Under a plea bargain at Tel Aviv Magistrate's Court, Adi
Lederman confessed to computer trespassing and infringement of
privacy and property rights in connection with the offences,
committed last year. He was also fined 15,000 shekels ($4,000).
According to court papers, Lederman sold demo tracks from
Madonna's album "Rebel Heart" to two buyers at $300 each, having
copied the files from cloud accounts whose passwords he obtained
after hacking email servers used by her musical director Kevin
Antunes, talent manager Guy Oseary and two other people.
Lederman also obtained parts of Madonna's work diary.
"The ease with which crimes such as this can be committed by
those who have skills in the field, such as the accused, require
an appropriate punitive response that has a deterrent and
uncompromising message," the court said in a statement.
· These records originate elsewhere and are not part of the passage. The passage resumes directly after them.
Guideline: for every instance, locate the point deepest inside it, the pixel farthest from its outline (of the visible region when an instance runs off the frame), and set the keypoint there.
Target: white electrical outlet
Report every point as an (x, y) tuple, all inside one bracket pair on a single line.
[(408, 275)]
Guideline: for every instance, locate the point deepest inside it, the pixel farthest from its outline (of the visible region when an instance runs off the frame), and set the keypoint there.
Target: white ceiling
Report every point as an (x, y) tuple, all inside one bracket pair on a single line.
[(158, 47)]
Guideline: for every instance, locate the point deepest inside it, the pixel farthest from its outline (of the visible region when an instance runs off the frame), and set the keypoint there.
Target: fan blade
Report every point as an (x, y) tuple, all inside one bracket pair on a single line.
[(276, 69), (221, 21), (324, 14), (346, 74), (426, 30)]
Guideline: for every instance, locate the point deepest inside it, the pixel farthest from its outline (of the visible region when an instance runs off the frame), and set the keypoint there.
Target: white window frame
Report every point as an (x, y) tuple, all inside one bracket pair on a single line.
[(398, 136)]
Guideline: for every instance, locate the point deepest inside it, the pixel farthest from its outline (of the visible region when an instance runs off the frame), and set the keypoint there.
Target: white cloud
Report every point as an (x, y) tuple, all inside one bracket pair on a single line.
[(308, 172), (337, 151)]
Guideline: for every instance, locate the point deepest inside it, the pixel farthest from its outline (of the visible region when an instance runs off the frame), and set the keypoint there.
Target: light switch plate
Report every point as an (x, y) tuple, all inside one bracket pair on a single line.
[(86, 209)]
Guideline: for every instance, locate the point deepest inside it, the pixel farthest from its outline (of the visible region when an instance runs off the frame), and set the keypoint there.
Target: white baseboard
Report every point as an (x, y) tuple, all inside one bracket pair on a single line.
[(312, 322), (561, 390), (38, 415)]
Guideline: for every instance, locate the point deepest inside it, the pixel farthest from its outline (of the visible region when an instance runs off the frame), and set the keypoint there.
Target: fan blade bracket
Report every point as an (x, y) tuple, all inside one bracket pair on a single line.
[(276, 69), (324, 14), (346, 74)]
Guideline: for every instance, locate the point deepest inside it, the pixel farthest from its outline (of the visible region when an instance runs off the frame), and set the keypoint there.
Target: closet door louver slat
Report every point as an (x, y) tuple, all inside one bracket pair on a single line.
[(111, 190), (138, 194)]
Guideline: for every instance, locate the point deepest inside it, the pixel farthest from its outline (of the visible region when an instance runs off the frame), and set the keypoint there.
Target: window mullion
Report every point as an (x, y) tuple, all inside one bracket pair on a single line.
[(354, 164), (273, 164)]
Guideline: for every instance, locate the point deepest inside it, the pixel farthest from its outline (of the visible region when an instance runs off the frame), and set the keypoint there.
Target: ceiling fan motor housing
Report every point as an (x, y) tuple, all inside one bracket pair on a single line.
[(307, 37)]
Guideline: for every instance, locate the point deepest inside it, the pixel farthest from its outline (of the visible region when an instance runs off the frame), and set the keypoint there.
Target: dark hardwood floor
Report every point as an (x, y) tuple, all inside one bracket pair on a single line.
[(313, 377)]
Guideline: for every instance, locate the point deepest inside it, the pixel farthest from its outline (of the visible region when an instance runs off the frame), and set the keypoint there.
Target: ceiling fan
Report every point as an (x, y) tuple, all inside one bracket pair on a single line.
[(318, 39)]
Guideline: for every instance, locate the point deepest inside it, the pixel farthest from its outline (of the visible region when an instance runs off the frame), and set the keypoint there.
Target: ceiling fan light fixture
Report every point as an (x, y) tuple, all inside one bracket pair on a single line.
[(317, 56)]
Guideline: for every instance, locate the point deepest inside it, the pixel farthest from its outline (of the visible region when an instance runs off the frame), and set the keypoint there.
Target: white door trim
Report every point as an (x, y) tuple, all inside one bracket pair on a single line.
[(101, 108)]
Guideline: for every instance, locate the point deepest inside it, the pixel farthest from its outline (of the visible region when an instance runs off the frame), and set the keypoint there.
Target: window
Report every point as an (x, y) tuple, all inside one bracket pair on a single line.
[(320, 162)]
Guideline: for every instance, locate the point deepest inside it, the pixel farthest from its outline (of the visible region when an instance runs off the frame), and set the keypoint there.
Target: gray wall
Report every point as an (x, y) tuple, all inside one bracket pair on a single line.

Arguing for leniency, Lederman's lawyer told the court that his
client was "not someone with a criminal mentality, but rather, a
very fired-up and impassioned collector who went too far".
Lederman had health problems, said the lawyer, declining to
detail these for the court record out of privacy concerns.
Lederman, 39, was arrested in January after an investigation
assisted by the FBI. Unfinished tracks from "Rebel Heart" had
leaked online a month earlier.
Madonna has said the crime was an "invasion into my life -
creatively, professionally and personally (that) remains a
deeply devastating and hurtful experience".
Lederman previously made a brief appearance on "A Star Is Born",
Israel's version of "American Idol", before being voted off.